体系的遺伝子変異解析に立脚した心不全病態の包括的解明

基于系统基因突变分析全面阐明心力衰竭病理

• 批准号: 24790335
• 负责人: 有村 卓朗
• 金额: $ 2.91万
• 依托单位: Tokyo Medical and Dental University
• 依托单位国家: 日本
• 项目类别: Grant-in-Aid for Young Scientists (B)
• 财政年份: 2012
• 资助国家: 日本
• 起止时间: 2012-04-01 至 2013-03-31
• 项目状态: 已结题
• 来源: https://kaken.nii.ac.jp/grant/KAKENHI-PROJECT-24790335/
• 关键词: 特発性心筋症; 肥大型心筋症; 拡張型心筋症; ANKRD1; EHTｓ; 国際研究者交流（ドイツ）; ラミンA/C; テストステロン; 特発性心筋症; 肥大型心筋症; 拡張型心筋症; ANKRD1; EHTｓ; 国際研究者交流（ドイツ）; ラミンA/C; テストステロン

研究代表者は以前、肥大型心筋症(HCM)患者においてANKRD1遺伝子内に3種の変異を同定したが、これらの変異が心筋収縮に与える影響は不明であった。そこでCARP変異を単離心筋に導入後、三次元再構築による筋収縮ユニット（EHTs）を形成し、その筋収縮力測定などを行うことで心筋収縮・弛緩パラメーターへの病因変異の影響を検討した。その結果、3種の変異のうちT123M変異のみが心筋の収縮力を亢進することが判明した。次いで、EHTs内における各変異タンパクの分布を検討したところ、P52A変異やI280V変異存在下ではANKRD1タンパクがサルコメアにほとんど取り込まれていない一方、EHTsにプロテアゾーム阻害剤処理を施した場合には、P52A変異やI280V変異の存在下でもANKRD1タンパクはサルコメアに取り込まれており、またI280V変異特異的に心筋弛緩時間が延長することが明らかとなった。これらの結果は、ANKRD1変異による心筋収縮パラメーターへの影響が変異ごとに異なっていることを示している。一方、これまでに代表者が拡張型心筋症(DCM)モデルとして作製し、その表現型に性差が存在するラミンA/C点変異(LmnaH222P/H222P)マウスにおける先行研究の結果から、雄性ホルモン(アンドロゲン)が心不全病態の発症・進展に深く関与していることが示唆されていた。さらに本研究ではラミンA/C変異(R225X)保有DCM患者およびLmnaH222P/H222Pマウス心臓内ではアンドロゲン受容体(AR)の細胞核内移行が亢進しており、この核内へのARの蓄積は心筋特異的に発現するFHL2を仲立ちとして、転写因子SRFの核内移行を随伴していることが明らかとなった。このことは心筋細胞におけるARの発現性がDCMの性差と密接に関連することを示している。

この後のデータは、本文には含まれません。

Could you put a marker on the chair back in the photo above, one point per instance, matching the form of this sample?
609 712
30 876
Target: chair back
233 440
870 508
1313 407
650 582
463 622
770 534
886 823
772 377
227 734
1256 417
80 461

研究者先前鉴定出肥厚性心肌病（HCM）患者ANKRD1基因中的三个突变，但是这些突变对心肌收缩的影响尚不清楚。将鲤鱼突变引入分离的心肌后，它们通过三维重建形成了肌肉收缩单元（EHT），并通过测量肌肉收缩力，研究了致病突变对心肌收缩和弛豫参数的影响。结果，发现在这三个突变中，只有T123M突变会增强心肌的收缩力。 Next, when we examined the distribution of each mutant protein within EHTs, it was revealed that while ANKRD1 protein is hardly incorporated into sarcomeres in the presence of P52A and I280V mutations, when EHTs are treated with proteasome inhibitors, the ANKRD1 protein is also incorporated into sarcomeres in the presence of P52A and I280V mutations, and that myocardial放松时间专门延长I280V突变。这些结果表明，ANKRD1突变对心肌收缩参数的影响与一个突变体之间不同。另一方面，先前在小鼠中的研究与以前创建为扩张的心肌病（DCM）模型并在其表型中具有性别差异的代表研究，有人建议男性激素（雄激素）与心力衰竭病理学的发展和发展深远有关。此外，在这项研究中，揭示了雄激素受体（AR）的核易位在层粘连蛋白A/C突变（R225X）（R225X）和LMNAH222P/H222P小鼠的心脏中得到增强，并且AR在核内的核能由FHL2介导的核心转移，并在核中介导，并在核中介导，并在Myocard中介导，并在Myocard中介导，并在Myocard中介导。 SRF。这表明心肌细胞中的AR表达与DCM的性别差异密切相关。